THE storm over Friday night's new late-night TV show, Hotel Babylon, though embarrassing for ITV, could not have come at a better time. A leaked fax from Heineken, the programme's sponsor, demanded that there should be more of its beer on the bar, and fewer blacks in the audience. At least that inspired people to tune in, if only to count the incidence of both: not much of the former but a lot of the latter.
Until then, last week's launch of the new night-time mini-network by nine of the 15 regional ITV companies had scarcely gripped the public's imagination. The bid to persuade people to keep the set switched on at the end of News at Ten, and to stay tuned after midnight, had gone largely unnoticed.
At present audiences fall away rapidly after 10.30, when national ITV networking ends and the regional companies devise their own schedules.
From the 20 million-plus likely to be watching all channels during prime time, the number falls to around eight million in the half hour before midnight and to below two million by 1.30, after which insomniacs and night workers predominate.
Worse, ITV's share of this dwindling audience drops after the news, from an average of 36 per cent earlier to 28 per cent by 1.30, when only half a million people are tuned to ITV. So the nine regional companies set up an eight-person editorial board to commission new programmes for night owls, Hotel Babylon among them. Rod Henwood, managing director of Central, is one of the eight board members.
"We used to have predominantly music and showbiz-based output at these times that was cheap and cheerful," he explains. "We thought we could generate a more appealing service and some sponsorship income."
The new programmes are just as cheap as the old ones - the average cost of pounds 8,000 per hour has not been increased - but are less noisily cheerful. Out goes heavy metal, in comes heavy introspection, leavened by a fashionably frank approach to gender. The chief ingredient is chat, especially about sex and personal issues.
This "television with attitude" is what young Heineken drinkers are presumed to lap up. On the first Hotel Babylon, much of the attitude was supplied by La Toya Jackson, who, coiled in a pet snake, confided in the presenter Dani Behr about her visit to a sperm bank.

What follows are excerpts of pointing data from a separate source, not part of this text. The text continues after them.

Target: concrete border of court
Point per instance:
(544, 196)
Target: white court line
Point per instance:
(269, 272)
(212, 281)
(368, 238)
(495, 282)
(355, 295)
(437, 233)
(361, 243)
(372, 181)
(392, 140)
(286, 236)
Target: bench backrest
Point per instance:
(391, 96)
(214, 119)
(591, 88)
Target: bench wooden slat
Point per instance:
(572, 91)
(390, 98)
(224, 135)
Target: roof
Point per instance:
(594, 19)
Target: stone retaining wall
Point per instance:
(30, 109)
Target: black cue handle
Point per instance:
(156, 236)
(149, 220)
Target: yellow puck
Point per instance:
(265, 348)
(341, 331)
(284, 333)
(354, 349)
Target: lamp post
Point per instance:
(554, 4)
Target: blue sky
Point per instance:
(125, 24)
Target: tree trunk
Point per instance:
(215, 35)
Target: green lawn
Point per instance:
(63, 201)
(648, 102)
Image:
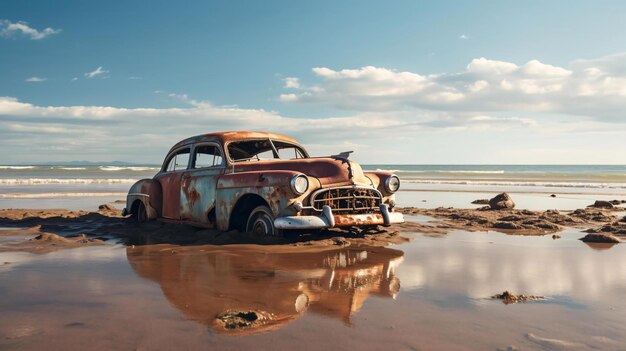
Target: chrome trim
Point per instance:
(314, 195)
(138, 194)
(328, 213)
(292, 183)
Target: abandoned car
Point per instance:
(262, 183)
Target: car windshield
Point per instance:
(264, 149)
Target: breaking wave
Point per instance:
(128, 168)
(590, 185)
(46, 181)
(55, 195)
(17, 167)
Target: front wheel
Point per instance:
(261, 222)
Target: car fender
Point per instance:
(149, 192)
(272, 186)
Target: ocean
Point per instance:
(71, 186)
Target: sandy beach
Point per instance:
(71, 276)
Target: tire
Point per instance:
(140, 215)
(261, 222)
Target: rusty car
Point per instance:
(262, 183)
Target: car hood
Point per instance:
(329, 171)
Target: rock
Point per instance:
(501, 202)
(481, 202)
(242, 319)
(602, 204)
(507, 225)
(106, 207)
(508, 297)
(600, 238)
(511, 218)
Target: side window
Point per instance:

This is an "advertiser supplied programme", which goes one degree beyond sponsorship: it means that Heineken have direct contact with the producers, Bob Geldof's Planet 24. The ITV companies that screen it remain responsible for enforcing the Independent Television Commission's requirement that no "undue prominence" should be given to the sponsor's products. They need not have worried. Apart from brief credits at the beginning and end, Heineken were nowhere in evidence, even in the commercial breaks. No wonder their sponsorship department was angry.
Hotel Babylon is followed on Fridays by The Good Sex Guide . . . Late, in which Toyah Willcox hosts a low-key version of those self-revelatory talk shows pioneered in the United States, last week featuring a man being smothered with chocolate. On Saturdays comes Pyjama Party, in which young women in frilly nightwear try to recreate their conspiratorial teenage years. The programme's presenter and creator, Katie Puckrick, insists that not all the confidences exchanged will be about sex, but don't bank on it. Wednesdays offer Dear Nick, an agony uncle: last week he covered body piercing, this week it's losing your virginity.
"We conducted extensive research into the numbers of people viewing and their attitude to the night-time services around," says Mr Henwood. "The research showed that identifying the night-time audience wasn't just a question of making generalisations about age but looking at people's lifestyles. Pyjama Party and the other youth-oriented programmes we're showing are not just for 16 to 24-year-olds, but are likely to be watchable by an older audience as well."
This may excuse the presence of Bruce Forsyth in a commercial during Hotel Babylon, but older folk watching are still made to feel voyeurs rather than viewers. Both Ms Puckrick and Ms Behr are blonde twentysomething graduates from The Word, Channel 4's archetypal sex-'n'-music youth programme - also made by Planet 24 - that went off the air last April, after complaints about its breaches of taste guidelines.
Channel 4, keen to keep its lead in this field, plans a fresh assault on the Friday pre-midnight hour later this month with The Girlie Show, like Pyjama Party but with buttons undone. It will have a trio of presenters: the bisexual American super-model Rachel Williams, a 21-year-old newcomer from Bolton called Sally Cox and Clare Gorham, a black journalist.
"In concept it's the flip side of laddish culture," enthuses Greg Day, Channel 4's spokesman on youth programming. "It reflects the changing tastes and habits of young women. Rachel Williams is very much the in- your-face type of presenter who will add an aggressive attitude." The programme will be pre-recorded, to avoid the regulatory problems experienced by The Word.
Regular features of The Girlie Show will include Readers' Husbands, in which viewers will be invited to submit photographs of their partners, says Mr Day. "Not indecent, but doing something like wearing a leotard jockstrap and looking a complete idiot."
Another segment will be Toilet Talk, fly-on-the-wall coverage of what women say about boyfriends in the loo.
Men will no doubt watch, but for masochistic reasons. The climax will come when the presenters each nominate their Wanker of the Week. If the programme had already started, this week's odds-on favourite would be Justus Kos, Heineken's in-your-fax head of sponsorship.